Abdul Rashid Hanafi outlines what constitutes a fair trial.
There is no better test of excellence of any government than the independence and the efficiency of its judicial system.
But however just and sound the laws may be, unless they are applied by an upright, honest and impartial authority, they cannot secure justice.
We talk about rules of law, fairness and justice and equality, but in the perception of many, some may be seen to be more equal than others, and justice is a privilege of a few. Can we blame anyone for habouring such perception?
What all the hypocrisy comes down to is the pretense of a fair trial. If you give the accused what appears to be a fair trial, justice appears to have been been served – even though he may not have done what he is accused of – and he may then be convicted and sentenced. That’s what we call due process.
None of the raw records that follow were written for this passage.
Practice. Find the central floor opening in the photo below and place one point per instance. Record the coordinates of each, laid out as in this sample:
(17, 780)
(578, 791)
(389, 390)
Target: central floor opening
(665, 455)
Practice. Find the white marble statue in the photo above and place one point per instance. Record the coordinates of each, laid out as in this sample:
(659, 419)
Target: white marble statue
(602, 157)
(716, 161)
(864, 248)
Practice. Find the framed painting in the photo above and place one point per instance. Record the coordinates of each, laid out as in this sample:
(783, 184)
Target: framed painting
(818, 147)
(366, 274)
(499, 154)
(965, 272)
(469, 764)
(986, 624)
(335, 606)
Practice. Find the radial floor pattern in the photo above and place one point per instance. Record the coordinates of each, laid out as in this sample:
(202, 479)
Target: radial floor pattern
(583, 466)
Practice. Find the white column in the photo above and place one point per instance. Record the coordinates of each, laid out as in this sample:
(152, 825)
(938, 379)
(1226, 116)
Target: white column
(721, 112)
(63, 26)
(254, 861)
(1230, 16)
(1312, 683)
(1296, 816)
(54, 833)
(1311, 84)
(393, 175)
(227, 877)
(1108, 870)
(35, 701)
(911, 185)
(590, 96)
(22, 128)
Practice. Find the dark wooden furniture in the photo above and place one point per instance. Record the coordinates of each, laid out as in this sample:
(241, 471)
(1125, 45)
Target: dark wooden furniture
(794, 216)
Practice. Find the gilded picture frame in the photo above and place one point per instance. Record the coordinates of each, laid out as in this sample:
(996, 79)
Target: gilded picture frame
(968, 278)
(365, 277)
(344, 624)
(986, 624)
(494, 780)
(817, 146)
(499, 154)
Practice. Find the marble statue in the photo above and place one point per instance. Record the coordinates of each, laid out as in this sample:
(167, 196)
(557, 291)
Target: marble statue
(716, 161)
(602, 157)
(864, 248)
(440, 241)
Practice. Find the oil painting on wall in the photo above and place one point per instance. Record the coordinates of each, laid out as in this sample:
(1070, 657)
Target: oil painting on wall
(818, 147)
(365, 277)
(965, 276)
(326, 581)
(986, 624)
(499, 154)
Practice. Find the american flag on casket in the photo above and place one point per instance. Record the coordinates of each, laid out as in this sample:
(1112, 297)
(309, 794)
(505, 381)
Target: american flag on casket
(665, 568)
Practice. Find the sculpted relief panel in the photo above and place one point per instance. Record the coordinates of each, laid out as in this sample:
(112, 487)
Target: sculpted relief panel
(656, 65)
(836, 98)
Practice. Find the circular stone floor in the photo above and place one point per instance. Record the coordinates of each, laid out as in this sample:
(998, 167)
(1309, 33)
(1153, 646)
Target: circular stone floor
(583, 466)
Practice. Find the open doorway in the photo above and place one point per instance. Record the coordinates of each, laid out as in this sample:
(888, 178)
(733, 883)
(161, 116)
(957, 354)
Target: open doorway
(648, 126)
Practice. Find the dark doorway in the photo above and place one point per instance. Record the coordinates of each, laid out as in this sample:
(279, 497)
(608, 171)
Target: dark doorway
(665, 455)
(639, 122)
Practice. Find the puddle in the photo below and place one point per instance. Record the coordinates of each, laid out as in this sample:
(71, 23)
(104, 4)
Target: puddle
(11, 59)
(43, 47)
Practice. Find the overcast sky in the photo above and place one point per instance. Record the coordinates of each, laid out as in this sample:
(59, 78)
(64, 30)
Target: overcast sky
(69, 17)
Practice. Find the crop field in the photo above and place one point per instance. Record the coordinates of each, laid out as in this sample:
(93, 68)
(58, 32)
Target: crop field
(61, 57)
It apparently serves the purpose well, but it doesn’t necessarily do much for factual accuracy. If after the conviction of the defendant you should discover an error of fact – well, you can tell him that he has won a new trial or, if he is lucky, a discharge or an acquittal.
In a fair trial, the judge questions all the parties because she doesn’t know the facts and wants to find out the truth.
If a judge has already made up her mind up before having heard the case fairly or prejudged the case for any reason even before the trial begins – is this how justice in court should work?
What is the point of this charade? A trial means deciding based on the facts in order to determine the guilt or innocence of an accused. If the outcome of the trial is already known, it seems foolish to conduct a trial.
Whatever it is, it is not justice. It is a kind of game we either know or don’t know why it’s being played.